November 9, 2021, was the three year anniversary since 6084 hydroplaned during take-off, collapsed on the nose gear and skidded off the runway. While the pilot walked away unharmed, the same could not be said for the aircraft.

The aircraft intake was bent, rendering the F-16 Viper grounded, normally requiring it to be crated up and sent to the 309th Aircraft Maintenance Group at Hill Air Force Base for a complete rebuild. Due to the depot being full, the 55th FGS took the project on themselves.

“When you have something that extensive, you have to sit down with engineering to discuss whether it’s worth the cost to the Air Force to save this aircraft and it was,” said Master Sgt. John Linfoot, 55th FGS production superintendent. “We had a depot team come to Shaw to ensure the airframe was not bent in a manner that would impact the integrity of the aircraft. They concluded the aircraft remained structurally sound.”
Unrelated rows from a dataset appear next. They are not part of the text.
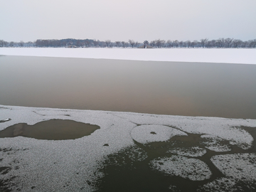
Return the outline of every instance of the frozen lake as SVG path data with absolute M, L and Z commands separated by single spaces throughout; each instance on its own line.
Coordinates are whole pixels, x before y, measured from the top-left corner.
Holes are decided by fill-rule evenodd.
M 0 104 L 256 118 L 256 65 L 0 57 Z
M 210 50 L 0 49 L 0 191 L 254 191 L 255 50 Z

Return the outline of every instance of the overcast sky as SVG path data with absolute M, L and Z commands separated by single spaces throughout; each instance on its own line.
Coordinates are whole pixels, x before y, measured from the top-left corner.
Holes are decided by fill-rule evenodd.
M 256 38 L 256 0 L 0 0 L 0 40 Z

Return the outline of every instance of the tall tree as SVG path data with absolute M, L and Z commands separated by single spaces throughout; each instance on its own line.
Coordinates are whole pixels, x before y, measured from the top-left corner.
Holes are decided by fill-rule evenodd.
M 110 40 L 106 40 L 105 41 L 105 43 L 106 43 L 106 45 L 107 45 L 107 47 L 108 47 L 108 48 L 110 48 L 110 44 L 111 44 L 111 41 Z
M 202 38 L 200 40 L 200 43 L 201 44 L 202 48 L 205 47 L 205 45 L 206 44 L 208 41 L 208 38 Z

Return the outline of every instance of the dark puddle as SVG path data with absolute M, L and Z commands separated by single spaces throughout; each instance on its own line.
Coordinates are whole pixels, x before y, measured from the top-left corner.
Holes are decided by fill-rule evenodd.
M 19 123 L 0 132 L 0 138 L 22 136 L 37 139 L 65 140 L 81 138 L 90 135 L 99 126 L 73 120 L 50 119 L 28 125 Z
M 253 146 L 247 150 L 244 150 L 238 146 L 232 146 L 228 141 L 223 141 L 223 144 L 228 145 L 231 151 L 216 152 L 206 148 L 205 138 L 201 138 L 201 134 L 188 134 L 188 136 L 176 136 L 167 142 L 153 142 L 142 144 L 134 141 L 135 146 L 129 147 L 119 151 L 117 154 L 108 156 L 105 160 L 104 167 L 99 170 L 104 174 L 104 176 L 99 178 L 92 186 L 98 188 L 96 191 L 114 192 L 114 191 L 203 191 L 201 186 L 216 178 L 225 178 L 223 175 L 211 162 L 210 158 L 218 154 L 237 154 L 237 153 L 255 153 L 256 152 L 255 139 L 256 128 L 241 127 L 250 132 L 255 141 Z M 153 133 L 152 133 L 153 134 Z M 182 147 L 199 146 L 205 149 L 207 152 L 202 156 L 189 157 L 197 159 L 206 163 L 212 172 L 209 179 L 203 181 L 191 181 L 180 176 L 171 176 L 163 174 L 150 167 L 151 161 L 157 158 L 171 157 L 176 155 L 167 152 L 169 150 Z M 144 158 L 139 161 L 129 154 L 134 149 L 140 149 L 141 151 L 137 156 L 144 156 Z M 146 155 L 145 155 L 146 154 Z M 93 182 L 92 182 L 93 183 Z M 235 186 L 237 188 L 247 189 L 245 191 L 252 191 L 256 187 L 253 184 L 248 186 L 245 181 L 238 181 Z

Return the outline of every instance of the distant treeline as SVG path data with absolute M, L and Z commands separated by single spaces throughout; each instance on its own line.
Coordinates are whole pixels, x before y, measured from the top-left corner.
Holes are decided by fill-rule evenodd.
M 147 45 L 153 48 L 256 48 L 256 39 L 242 41 L 234 38 L 218 38 L 217 40 L 208 40 L 203 38 L 200 41 L 165 41 L 156 39 L 151 41 L 145 41 Z M 143 47 L 145 43 L 139 43 L 133 40 L 128 41 L 114 41 L 110 40 L 104 41 L 92 39 L 38 39 L 34 42 L 7 42 L 0 40 L 0 47 L 40 47 L 40 48 L 139 48 Z

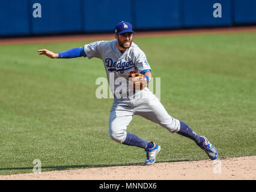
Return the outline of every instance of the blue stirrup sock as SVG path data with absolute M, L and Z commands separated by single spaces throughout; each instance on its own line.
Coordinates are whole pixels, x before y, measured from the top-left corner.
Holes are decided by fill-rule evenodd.
M 143 149 L 151 148 L 154 146 L 152 143 L 141 139 L 136 134 L 130 133 L 127 133 L 126 140 L 123 144 L 136 146 Z
M 191 130 L 187 124 L 182 121 L 180 121 L 180 129 L 177 132 L 178 134 L 188 137 L 193 140 L 197 145 L 201 145 L 204 142 L 203 138 L 200 137 L 197 133 Z

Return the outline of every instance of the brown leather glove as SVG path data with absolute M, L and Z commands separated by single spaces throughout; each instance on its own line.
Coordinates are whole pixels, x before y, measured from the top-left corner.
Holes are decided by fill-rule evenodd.
M 148 81 L 146 77 L 143 74 L 139 73 L 137 71 L 130 71 L 128 76 L 129 83 L 129 91 L 132 90 L 133 92 L 142 90 L 147 86 Z

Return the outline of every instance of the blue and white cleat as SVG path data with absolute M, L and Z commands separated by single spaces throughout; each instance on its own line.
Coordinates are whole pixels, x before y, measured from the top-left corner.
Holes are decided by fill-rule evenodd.
M 145 165 L 151 165 L 156 161 L 156 157 L 161 147 L 154 143 L 153 142 L 151 142 L 154 146 L 151 148 L 145 149 L 145 151 L 147 152 L 147 160 L 145 161 Z
M 204 150 L 208 157 L 212 160 L 215 160 L 218 158 L 219 154 L 217 149 L 215 147 L 212 145 L 209 141 L 204 136 L 200 136 L 204 139 L 204 142 L 202 145 L 198 145 L 203 150 Z

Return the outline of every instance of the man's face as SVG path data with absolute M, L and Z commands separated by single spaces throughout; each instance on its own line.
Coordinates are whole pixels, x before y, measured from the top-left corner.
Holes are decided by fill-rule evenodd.
M 128 49 L 132 45 L 133 37 L 133 34 L 131 32 L 117 35 L 117 43 L 121 47 Z

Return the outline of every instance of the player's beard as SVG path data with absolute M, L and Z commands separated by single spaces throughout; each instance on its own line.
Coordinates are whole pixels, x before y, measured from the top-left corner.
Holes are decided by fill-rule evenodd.
M 124 49 L 129 49 L 132 46 L 132 40 L 124 40 L 123 42 L 121 42 L 121 41 L 119 38 L 119 37 L 118 37 L 118 44 L 119 44 L 119 46 L 121 47 L 124 48 Z M 125 44 L 125 43 L 126 42 L 129 43 L 129 44 Z

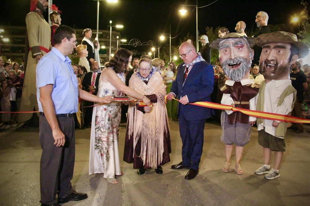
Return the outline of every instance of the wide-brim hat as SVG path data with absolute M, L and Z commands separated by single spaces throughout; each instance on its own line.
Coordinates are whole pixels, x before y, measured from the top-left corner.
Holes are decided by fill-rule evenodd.
M 87 48 L 87 46 L 85 44 L 79 44 L 77 46 L 77 48 L 75 48 L 75 51 L 77 51 L 77 53 L 78 53 L 83 49 Z
M 221 38 L 218 38 L 214 40 L 209 44 L 209 47 L 211 48 L 218 49 L 219 43 L 223 40 L 227 39 L 237 39 L 238 38 L 244 38 L 246 39 L 249 43 L 249 44 L 250 46 L 253 46 L 255 45 L 254 43 L 255 38 L 252 37 L 246 36 L 237 33 L 229 33 L 225 35 Z
M 309 48 L 301 41 L 298 41 L 296 35 L 285 32 L 275 32 L 271 33 L 261 34 L 256 38 L 255 44 L 262 47 L 264 44 L 272 43 L 290 44 L 298 49 L 298 58 L 302 59 L 308 55 Z

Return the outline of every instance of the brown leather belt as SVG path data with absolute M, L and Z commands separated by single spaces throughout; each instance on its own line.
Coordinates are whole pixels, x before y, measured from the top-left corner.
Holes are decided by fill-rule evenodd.
M 44 113 L 42 112 L 40 112 L 40 115 L 42 116 L 44 116 Z M 60 114 L 56 115 L 56 116 L 58 117 L 72 117 L 73 116 L 73 114 Z
M 250 104 L 250 102 L 237 102 L 237 101 L 234 101 L 233 103 L 235 104 Z

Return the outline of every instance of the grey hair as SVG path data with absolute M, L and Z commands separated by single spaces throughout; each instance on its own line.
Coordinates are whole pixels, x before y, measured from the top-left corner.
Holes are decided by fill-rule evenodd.
M 269 16 L 268 16 L 268 14 L 264 11 L 260 11 L 258 13 L 262 13 L 262 17 L 264 18 L 264 16 L 266 17 L 266 25 L 267 25 L 268 22 L 268 19 L 269 19 Z

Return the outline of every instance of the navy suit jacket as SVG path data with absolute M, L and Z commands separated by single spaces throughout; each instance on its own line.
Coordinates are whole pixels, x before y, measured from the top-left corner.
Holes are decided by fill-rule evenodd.
M 98 73 L 96 77 L 96 80 L 95 80 L 95 86 L 96 87 L 96 91 L 93 93 L 93 94 L 94 95 L 96 95 L 97 92 L 98 91 L 98 86 L 99 85 L 99 80 L 100 78 L 100 75 L 101 75 L 101 73 Z M 91 84 L 91 78 L 92 78 L 93 73 L 91 72 L 87 72 L 85 74 L 84 76 L 84 78 L 83 79 L 83 82 L 82 82 L 82 86 L 83 88 L 82 89 L 86 91 L 87 92 L 89 92 L 89 90 L 88 87 Z
M 211 65 L 204 61 L 194 65 L 183 85 L 185 66 L 182 63 L 179 66 L 175 81 L 172 83 L 170 92 L 176 94 L 178 99 L 187 95 L 188 103 L 211 102 L 210 95 L 213 91 L 214 74 Z M 211 116 L 210 108 L 187 104 L 178 104 L 179 112 L 182 113 L 188 121 L 206 119 Z

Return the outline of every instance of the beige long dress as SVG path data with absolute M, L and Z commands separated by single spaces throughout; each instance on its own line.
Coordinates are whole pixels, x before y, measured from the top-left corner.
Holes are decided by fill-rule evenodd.
M 41 46 L 49 49 L 51 45 L 51 28 L 45 20 L 37 12 L 33 11 L 26 17 L 27 32 L 30 48 Z M 42 51 L 43 54 L 46 53 Z M 24 87 L 20 103 L 20 111 L 33 111 L 33 108 L 38 111 L 36 85 L 36 69 L 37 64 L 35 59 L 33 58 L 30 51 L 28 54 L 26 72 L 24 75 Z M 24 122 L 30 119 L 32 113 L 20 114 L 19 123 Z

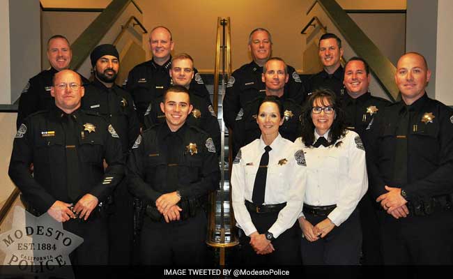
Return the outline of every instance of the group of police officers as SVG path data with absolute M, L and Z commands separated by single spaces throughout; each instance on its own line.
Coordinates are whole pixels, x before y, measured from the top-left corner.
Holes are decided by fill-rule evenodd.
M 68 70 L 70 43 L 54 36 L 51 68 L 30 79 L 20 96 L 9 175 L 27 210 L 47 212 L 84 238 L 72 264 L 206 263 L 207 197 L 220 180 L 217 116 L 192 58 L 171 56 L 170 31 L 154 28 L 149 43 L 153 59 L 119 86 L 114 45 L 93 50 L 90 82 Z M 228 81 L 223 118 L 233 156 L 259 137 L 256 114 L 266 96 L 282 102 L 279 133 L 294 141 L 304 100 L 329 89 L 367 151 L 362 262 L 452 264 L 453 110 L 428 97 L 423 56 L 400 58 L 401 100 L 390 103 L 371 95 L 364 59 L 341 66 L 335 34 L 319 40 L 323 70 L 303 82 L 283 59 L 271 58 L 272 46 L 268 31 L 254 29 L 253 61 Z

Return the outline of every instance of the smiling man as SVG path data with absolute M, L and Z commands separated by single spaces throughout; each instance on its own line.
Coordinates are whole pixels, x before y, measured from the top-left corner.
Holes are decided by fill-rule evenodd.
M 220 178 L 215 146 L 208 134 L 186 123 L 193 107 L 185 87 L 170 86 L 160 107 L 165 121 L 138 137 L 128 165 L 130 191 L 146 209 L 141 263 L 201 266 L 204 206 Z

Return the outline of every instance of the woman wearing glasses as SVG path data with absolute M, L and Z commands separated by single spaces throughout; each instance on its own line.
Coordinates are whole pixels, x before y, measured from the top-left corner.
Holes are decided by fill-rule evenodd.
M 279 133 L 283 121 L 282 103 L 266 96 L 256 117 L 260 138 L 243 146 L 233 162 L 232 204 L 240 228 L 240 263 L 247 266 L 300 264 L 296 221 L 306 163 Z
M 299 225 L 304 264 L 358 264 L 362 232 L 357 205 L 367 192 L 365 151 L 346 129 L 344 112 L 328 89 L 314 92 L 302 114 L 295 144 L 307 163 Z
After 1,117 days of reassembling the jet, making repairs and performing extensive operational checks, Aircraft 6084 was ready for a functional check flight.

Functional check flights require a qualified pilot to verify all major systems and subsystems of the aircraft’s powerplant, flight controls and avionics work properly before being considered fully mission capable.

“This is the gold standard of the inherent trust between our maintenance teams and pilots. The FCF profile calls for me to put the jet under stress to ensure it is safe for our line pilots,” said Lt. Col. Nathaniel Halley, 20th Fighter Wing instructor and evaluator pilot. “Because I know the track record and character of our maintenance professionals, I had no reservations climbing into a jet that had been down for that long.”

Getting the opportunity to restore their own jet enabled the 55th FGS to gain invaluable experience. However, restoring an aircraft from the ground up presented new challenges that tested Airmen’s tenacity.

“With every operational check that we would move forward a step, we would find something new and move back two steps,” said Linfoot. “That has an amazing training impact because these Airmen will have proficiencies from troubleshooting that you don’t normally get on the line and may have never gotten if we didn’t get this opportunity.”

The 55th FGS wasn’t the only beneficiary from restoring the jet. The 20th Fighter Wing and the Air Force as whole will benefit from having another F-16 Viper back in the fleet.

“It’s all about availability. Having another tail in the lineup allows lead production superintendents to have more jet capacity, which allows for more training lines for the fighter squadron and more experience for young pilots,” said Halley. “After the final functional check flight in the coming weeks and gaining mission capable status, Aircraft 6084 will be eligible to deploy worldwide.”